Subjective norms (SUN)
Humans are social beings, and social pressure can significantly influence sensitivity (Wang et al., 2016). Social pressures are triggered by the anticipation of noteworthy people, such as family, friends, relatives, or peers, whose opinions are important to individuals (Walton & Austin, 2011). The TPB describes how social forces influence intention formation towards a particular behavior, such as green product adoption (Yadav & Pathak, 2016). Individual behaviors are affected by the social expectations of others to behave according to socially acceptable norms (Mancha & Yoder, 2015). Family, friends, and peers can influence green adoption intention (Maichum et al., 2016), including visiting climate-friendly hotels (Chen & Tung, 2014) and adopting green buying behavior (Yadav & Pathak, 2017) in pro-environmental behaviors.

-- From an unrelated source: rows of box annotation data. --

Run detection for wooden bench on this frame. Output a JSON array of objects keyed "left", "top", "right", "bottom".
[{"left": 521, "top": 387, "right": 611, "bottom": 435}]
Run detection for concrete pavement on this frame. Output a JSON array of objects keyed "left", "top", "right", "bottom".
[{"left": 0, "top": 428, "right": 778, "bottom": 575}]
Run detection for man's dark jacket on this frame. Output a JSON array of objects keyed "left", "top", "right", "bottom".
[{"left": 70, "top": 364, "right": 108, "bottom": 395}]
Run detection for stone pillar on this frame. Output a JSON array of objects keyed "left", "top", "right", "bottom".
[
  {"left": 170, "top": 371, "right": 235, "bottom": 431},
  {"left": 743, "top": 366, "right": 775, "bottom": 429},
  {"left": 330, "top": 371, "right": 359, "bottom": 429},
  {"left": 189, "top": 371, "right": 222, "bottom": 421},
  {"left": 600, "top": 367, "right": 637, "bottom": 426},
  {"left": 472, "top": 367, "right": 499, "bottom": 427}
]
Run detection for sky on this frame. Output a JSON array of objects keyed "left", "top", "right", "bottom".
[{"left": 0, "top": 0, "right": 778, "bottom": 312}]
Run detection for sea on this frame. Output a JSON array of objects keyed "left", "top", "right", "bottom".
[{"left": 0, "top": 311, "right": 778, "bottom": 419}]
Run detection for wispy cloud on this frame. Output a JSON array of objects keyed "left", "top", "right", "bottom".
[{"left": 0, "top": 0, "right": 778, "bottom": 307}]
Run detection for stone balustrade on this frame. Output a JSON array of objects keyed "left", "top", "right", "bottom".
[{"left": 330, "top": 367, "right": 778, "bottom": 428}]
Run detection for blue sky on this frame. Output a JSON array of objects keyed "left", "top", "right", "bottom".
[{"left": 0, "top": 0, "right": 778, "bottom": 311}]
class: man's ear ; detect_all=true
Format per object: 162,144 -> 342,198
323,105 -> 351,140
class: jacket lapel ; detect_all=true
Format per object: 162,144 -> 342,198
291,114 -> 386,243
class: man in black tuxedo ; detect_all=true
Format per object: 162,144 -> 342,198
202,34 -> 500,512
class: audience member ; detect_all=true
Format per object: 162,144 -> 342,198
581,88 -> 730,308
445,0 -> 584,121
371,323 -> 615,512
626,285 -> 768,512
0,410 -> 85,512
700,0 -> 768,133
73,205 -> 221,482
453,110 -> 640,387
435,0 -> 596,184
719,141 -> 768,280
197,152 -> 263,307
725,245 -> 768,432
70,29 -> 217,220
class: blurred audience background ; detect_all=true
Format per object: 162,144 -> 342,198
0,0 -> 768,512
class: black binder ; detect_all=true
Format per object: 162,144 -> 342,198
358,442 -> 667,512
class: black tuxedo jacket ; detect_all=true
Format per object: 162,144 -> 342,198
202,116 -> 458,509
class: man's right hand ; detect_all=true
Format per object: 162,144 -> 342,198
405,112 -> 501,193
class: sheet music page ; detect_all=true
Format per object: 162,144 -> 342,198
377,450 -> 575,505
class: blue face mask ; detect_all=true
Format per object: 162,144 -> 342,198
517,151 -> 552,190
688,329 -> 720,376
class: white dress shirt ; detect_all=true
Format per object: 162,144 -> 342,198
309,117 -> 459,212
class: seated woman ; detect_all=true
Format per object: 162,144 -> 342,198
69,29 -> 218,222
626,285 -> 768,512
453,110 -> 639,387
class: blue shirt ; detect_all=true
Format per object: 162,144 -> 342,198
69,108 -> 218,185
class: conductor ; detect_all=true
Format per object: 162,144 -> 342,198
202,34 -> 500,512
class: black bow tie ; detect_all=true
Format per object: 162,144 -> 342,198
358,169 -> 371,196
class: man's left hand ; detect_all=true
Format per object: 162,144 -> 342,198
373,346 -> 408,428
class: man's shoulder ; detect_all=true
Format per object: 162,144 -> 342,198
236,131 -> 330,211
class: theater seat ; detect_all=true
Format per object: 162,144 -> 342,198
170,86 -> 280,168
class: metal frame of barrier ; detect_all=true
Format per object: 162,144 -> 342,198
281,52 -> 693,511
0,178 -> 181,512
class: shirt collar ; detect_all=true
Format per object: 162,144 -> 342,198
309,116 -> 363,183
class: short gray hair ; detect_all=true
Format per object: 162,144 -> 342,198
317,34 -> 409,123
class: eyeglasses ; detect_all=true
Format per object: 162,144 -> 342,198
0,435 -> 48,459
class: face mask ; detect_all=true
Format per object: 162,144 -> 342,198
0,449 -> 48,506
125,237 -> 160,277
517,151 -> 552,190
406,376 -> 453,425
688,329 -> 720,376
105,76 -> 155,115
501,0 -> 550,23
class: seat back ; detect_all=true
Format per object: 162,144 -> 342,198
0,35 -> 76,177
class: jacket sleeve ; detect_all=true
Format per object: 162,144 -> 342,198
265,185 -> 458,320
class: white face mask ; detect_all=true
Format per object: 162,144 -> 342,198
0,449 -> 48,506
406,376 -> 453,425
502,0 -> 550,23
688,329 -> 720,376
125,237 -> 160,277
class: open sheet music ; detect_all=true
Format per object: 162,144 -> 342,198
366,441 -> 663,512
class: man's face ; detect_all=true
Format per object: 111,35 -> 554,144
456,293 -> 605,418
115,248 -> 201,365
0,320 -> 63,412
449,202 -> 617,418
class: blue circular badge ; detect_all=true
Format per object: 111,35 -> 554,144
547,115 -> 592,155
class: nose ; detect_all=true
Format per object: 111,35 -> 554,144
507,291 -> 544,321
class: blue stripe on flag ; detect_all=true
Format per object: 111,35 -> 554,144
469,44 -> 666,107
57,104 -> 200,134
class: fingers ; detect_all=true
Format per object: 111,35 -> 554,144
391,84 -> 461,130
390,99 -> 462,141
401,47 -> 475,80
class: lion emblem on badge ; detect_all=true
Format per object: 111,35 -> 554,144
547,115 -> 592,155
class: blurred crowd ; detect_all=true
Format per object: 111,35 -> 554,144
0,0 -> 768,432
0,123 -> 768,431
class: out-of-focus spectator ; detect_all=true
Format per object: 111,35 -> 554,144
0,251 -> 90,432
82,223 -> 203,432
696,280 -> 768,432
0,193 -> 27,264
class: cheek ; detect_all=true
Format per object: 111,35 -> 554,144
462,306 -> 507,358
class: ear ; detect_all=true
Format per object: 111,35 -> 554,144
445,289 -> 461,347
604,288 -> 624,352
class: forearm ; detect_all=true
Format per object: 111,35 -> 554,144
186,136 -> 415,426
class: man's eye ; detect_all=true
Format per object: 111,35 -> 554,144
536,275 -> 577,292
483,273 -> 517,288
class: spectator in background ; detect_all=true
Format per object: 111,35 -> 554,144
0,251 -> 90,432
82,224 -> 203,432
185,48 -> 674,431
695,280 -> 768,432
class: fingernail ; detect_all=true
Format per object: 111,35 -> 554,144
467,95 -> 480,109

Perceived behavioral control (PBC)
The accessibility of certain resources is necessary to act or behave. The PBC is associated with the assumption that essential resources are available to perform certain actions (Ajzen & Fishbein, 1980). PBC also functions as a requirement for behavioral intention (Yadav & Pathak, 2017). Empirical studies on the intention to consume green products rely on the positive effects of perceived behavioral control (Wu & Chen, 2014). Moreover, the intention to buy electric cars can be influenced by perceived behavioral control (Wang et al., 2016).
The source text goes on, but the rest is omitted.